Virtual machine running on a host computer

A virtual private server (VPS) or virtual dedicated server (VDS) is a virtual machine sold as a service by an Internet hosting company.

A virtual private server runs its own copy of an operating system (OS), and customers may have superuser-level access to that operating system instance, so they can install almost any software that runs on that OS. For many purposes, it is functionally equivalent to a dedicated physical server and, being software-defined, can be created and configured more easily. A virtual server costs less than an equivalent physical server. However, as virtual servers share the underlying physical hardware with other VPS, performance may be lower depending on the workload of any other executing virtual machines.

== Virtualization ==
The force driving server virtualization is similar to that which led to the development of time-sharing and multiprogramming in the past. Although the resources are still shared, as under the time-sharing model, virtualization provides a higher level of security, dependent on the type of virtualization used, as the individual virtual servers are mostly isolated from each other and may run their own full-fledged operating system which can be independently rebooted as a virtual instance.

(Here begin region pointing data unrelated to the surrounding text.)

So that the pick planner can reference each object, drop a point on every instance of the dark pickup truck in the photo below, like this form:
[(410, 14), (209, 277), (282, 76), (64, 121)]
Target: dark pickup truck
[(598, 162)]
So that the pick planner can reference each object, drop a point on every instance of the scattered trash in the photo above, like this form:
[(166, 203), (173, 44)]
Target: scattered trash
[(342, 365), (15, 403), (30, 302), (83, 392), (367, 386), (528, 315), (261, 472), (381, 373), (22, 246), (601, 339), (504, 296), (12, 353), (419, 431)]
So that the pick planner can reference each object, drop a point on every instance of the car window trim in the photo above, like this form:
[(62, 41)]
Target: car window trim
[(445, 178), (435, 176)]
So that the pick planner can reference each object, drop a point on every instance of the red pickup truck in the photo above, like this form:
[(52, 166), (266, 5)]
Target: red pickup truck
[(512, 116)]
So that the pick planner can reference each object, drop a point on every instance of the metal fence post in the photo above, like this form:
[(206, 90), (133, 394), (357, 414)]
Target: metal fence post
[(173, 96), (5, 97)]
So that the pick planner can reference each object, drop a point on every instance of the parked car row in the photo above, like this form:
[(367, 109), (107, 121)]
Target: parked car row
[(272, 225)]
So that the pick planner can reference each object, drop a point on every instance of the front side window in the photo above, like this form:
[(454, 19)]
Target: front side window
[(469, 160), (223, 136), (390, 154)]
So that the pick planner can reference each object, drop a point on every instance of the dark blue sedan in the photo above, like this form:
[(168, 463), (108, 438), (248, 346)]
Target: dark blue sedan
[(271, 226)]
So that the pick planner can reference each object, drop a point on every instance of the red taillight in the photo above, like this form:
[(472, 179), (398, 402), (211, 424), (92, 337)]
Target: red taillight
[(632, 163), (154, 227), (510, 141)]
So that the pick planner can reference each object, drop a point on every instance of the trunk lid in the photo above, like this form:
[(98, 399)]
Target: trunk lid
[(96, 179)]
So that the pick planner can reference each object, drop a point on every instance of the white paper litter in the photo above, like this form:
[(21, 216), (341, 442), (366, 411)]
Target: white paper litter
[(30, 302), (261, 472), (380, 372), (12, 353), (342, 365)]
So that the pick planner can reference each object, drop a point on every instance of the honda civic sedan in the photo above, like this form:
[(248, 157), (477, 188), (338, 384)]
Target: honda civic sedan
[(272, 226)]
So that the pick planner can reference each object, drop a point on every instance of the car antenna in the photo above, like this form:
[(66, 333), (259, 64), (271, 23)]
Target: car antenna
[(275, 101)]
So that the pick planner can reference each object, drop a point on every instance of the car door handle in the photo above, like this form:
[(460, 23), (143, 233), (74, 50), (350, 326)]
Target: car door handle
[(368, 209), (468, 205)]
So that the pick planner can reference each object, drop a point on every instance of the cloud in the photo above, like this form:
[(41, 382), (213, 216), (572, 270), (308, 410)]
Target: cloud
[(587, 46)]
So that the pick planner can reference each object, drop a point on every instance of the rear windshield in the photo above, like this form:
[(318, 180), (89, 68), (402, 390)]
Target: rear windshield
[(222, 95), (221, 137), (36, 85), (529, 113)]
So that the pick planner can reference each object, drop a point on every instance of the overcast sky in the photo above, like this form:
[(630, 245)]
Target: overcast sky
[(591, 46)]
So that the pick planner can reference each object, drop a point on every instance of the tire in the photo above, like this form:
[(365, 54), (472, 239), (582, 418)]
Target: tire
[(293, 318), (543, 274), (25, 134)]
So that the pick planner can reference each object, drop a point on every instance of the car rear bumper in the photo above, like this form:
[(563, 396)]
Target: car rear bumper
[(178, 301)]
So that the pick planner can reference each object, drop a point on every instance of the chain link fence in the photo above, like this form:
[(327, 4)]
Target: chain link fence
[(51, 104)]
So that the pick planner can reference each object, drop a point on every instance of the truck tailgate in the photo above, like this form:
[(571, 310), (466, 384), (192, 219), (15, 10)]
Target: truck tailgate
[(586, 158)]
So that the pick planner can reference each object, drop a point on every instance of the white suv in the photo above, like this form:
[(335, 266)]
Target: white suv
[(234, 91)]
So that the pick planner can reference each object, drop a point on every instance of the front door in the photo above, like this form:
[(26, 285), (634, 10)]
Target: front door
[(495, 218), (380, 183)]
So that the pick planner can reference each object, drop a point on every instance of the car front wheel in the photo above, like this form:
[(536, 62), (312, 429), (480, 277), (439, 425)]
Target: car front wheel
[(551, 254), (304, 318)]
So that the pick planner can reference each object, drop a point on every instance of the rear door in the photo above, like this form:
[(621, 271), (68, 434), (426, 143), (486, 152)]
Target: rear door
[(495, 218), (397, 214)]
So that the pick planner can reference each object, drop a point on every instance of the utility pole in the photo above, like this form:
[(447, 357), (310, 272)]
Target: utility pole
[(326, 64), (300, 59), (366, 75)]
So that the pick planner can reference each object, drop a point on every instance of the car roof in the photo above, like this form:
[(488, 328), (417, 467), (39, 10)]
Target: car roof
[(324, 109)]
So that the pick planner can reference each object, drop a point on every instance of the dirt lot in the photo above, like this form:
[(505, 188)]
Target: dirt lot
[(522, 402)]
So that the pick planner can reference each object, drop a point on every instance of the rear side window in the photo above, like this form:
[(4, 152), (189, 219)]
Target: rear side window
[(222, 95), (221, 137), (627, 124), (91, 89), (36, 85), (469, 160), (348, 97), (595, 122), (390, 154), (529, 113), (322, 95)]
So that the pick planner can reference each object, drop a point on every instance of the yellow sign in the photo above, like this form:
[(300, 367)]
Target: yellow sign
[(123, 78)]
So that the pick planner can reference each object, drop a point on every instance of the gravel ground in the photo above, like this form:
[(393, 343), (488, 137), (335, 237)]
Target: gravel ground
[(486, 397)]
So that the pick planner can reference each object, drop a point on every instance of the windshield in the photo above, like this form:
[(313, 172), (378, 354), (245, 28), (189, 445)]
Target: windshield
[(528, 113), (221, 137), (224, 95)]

Partitioning a single server to appear as multiple servers has been increasingly common on microcomputers since the release of VMware ESX Server in 2001. VMware later replaced ESX Server with VMware ESXi, a more lightweight hypervisor architecture that eliminated the Linux-based Console Operating System (COS) used in the original ESX.
The physical server typically runs a hypervisor which is tasked with creating, releasing, and managing the resources of "guest" operating systems, or virtual machines. These guest operating systems are allocated a share of resources of the physical server, typically in a manner in which the guest is not aware of any other physical resources except for those allocated to it by the hypervisor. As a VPS runs its own copy of its operating system, customers have superuser-level access to that operating system instance, and can install almost any software that runs on the OS; however, due to the number of virtualization clients typically running on a single machine, a VPS generally has limited processor time, RAM, and disk space.

There are several approaches to virtualization. In hardware virtualization, a hypervisor such as the Kernel-based Virtual Machine allows each virtual machine (VM) to run its own independent kernel, providing greater isolation from the host system. By contrast, container-based virtualization—for example OpenVZ—shares the host kernel among multiple containers. This can improve resource efficiency, but usually offers less isolation and fewer customization options for each instance.

== Hosting ==
Many companies offer virtual private server hosting or virtual dedicated server hosting as an extension for web hosting services. There are several challenges to consider when licensing proprietary software in multi-tenant virtual environments.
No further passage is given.